4 thoughts on “The Different Sides of Single and Chaste

  1. Both here have missed the point entirely shall a man leave his mother and father etc…. And I am sure with out a doubt that each has had a choice of men who were not the Prince Charming expectation, and felt, thought and behaved as of I choose this man I have settled for less, funny thing is in the church like one bishops wife put it all the priesthood leaders has one thing in common they married above their head, and before you think I am some loser I am actually a widower and have a keen sense of sieze the day, both missed seising the day with their sexuality, I was also a sex ed teacher, married in the temple and served a mission, and watched good men get over looked because they did not have enough money, the right job etc, they are good looking hell one was even on the cover of GQ, nope not kidding the point is women complain about men wanting too much it goes the other way both of these women whom I am sure are wonderfull had they settled so to speak and worked to have a life with their husbands would be fulfilled sexually and spiritually which they both deserve

    • I don’t think you have to be looking for Prince Charming (or the Princess) for the search to be difficult. I see where you’re going with that, but there’s no way to be able to accurately judge someone (especially someone you don’t know) whether or not they’ve passed up on a prospect. It’s not just about more or less money or good looks, even though it unfortunately is sometimes; but rather it’s about compatibility.
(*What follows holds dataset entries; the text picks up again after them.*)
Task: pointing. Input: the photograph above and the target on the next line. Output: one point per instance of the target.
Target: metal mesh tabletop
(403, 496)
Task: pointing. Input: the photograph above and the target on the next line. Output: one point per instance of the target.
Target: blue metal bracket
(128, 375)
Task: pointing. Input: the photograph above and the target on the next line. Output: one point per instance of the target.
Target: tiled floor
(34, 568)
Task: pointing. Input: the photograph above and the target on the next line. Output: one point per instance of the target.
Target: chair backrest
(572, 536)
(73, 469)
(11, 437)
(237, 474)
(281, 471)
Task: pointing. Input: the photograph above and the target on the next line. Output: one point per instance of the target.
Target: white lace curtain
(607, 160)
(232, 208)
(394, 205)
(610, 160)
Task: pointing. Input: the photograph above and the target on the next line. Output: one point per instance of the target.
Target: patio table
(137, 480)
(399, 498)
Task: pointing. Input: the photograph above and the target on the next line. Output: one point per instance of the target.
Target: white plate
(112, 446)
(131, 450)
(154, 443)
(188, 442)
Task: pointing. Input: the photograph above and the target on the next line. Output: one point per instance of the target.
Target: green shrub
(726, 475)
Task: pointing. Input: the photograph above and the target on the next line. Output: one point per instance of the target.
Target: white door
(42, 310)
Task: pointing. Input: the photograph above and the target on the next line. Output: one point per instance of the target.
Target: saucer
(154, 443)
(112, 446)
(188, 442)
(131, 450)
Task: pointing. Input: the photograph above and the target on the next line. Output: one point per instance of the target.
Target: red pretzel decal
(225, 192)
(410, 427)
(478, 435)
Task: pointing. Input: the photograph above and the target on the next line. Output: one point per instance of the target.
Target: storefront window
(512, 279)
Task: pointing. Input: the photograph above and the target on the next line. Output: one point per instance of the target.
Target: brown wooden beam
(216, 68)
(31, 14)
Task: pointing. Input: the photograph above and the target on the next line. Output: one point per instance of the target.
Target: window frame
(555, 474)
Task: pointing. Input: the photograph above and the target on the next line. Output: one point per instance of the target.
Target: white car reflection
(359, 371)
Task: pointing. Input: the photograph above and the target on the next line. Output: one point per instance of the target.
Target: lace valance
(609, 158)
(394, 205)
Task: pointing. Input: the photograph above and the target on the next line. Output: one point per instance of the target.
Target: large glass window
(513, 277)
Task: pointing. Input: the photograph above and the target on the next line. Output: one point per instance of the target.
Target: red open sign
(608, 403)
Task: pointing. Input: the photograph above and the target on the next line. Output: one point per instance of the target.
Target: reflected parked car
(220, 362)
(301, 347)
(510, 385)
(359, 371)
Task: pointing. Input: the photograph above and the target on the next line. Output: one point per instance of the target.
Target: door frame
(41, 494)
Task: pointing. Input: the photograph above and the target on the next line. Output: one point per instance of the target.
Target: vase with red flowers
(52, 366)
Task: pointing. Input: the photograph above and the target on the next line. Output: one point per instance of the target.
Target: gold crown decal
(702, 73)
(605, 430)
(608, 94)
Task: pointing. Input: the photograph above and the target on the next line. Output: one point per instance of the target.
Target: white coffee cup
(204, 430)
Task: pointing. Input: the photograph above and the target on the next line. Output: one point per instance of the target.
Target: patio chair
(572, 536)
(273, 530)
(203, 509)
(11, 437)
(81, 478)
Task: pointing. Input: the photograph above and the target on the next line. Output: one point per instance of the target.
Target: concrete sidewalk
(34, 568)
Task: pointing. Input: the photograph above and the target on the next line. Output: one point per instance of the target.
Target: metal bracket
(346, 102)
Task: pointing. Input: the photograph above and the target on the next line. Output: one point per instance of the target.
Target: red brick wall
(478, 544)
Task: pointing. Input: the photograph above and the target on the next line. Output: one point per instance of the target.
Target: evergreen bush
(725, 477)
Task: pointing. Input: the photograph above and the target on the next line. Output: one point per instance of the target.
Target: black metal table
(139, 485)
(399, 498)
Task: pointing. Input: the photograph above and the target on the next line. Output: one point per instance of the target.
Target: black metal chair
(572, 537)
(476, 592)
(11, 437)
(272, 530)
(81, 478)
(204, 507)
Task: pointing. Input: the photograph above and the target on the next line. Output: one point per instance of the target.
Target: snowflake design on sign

    • Talk about going off on a tangent. I don’t think this article was about not being able to find prince charming.

    • You know what the successful relationships I know have in common? They BOTH feel like they married up, not just the husband (or the wife), and they feel that way because they have complementary ways that they left each other up. Just by demographics, it’s ridiculous to suggest that all single women are single because they passed up good opportunities. For every good man getting “overlooked” there are at least two equally good women getting overlooked–particularly in the 30+ crowd where the ratio is closer to three-to-one. Every LDS single guy I’ve known that complained about women being too picky either had issues quite a bit deeper than looks or money or actually meant that the specific one or two women that he deemed to be good enough for him did not reciprocate. You wanna know what my super high standards are? A guy who is sufficiently self-motivated to 1) keep a current temple recommend, 2) do what it takes to get the bills paid (i.e., you don’t have to be wealthy, just not racking up credit card debt), and 3) actually ask me out. After that it comes down to compatibility, and I firmly believe that’s something you can’t know until you actually spend time together. That’s why I’ve never turned down a first date and rarely turn down a second. And yet, here I am, 35, never married, and never even been in a relationship that lasted long enough to “officially” be called a “relationship”. I once had a guy ask me what it felt like to be smarter than every guy in the singles ward. I don’t remember what I said, but I know what I thought: “lonely”. So, tell your single guy friends go ahead and overlook the smart women and the women who aren’t damsels in distress, but don’t complain when they get overlooked by the two women out of 100 that they deem sufficiently above them to be worth their notice.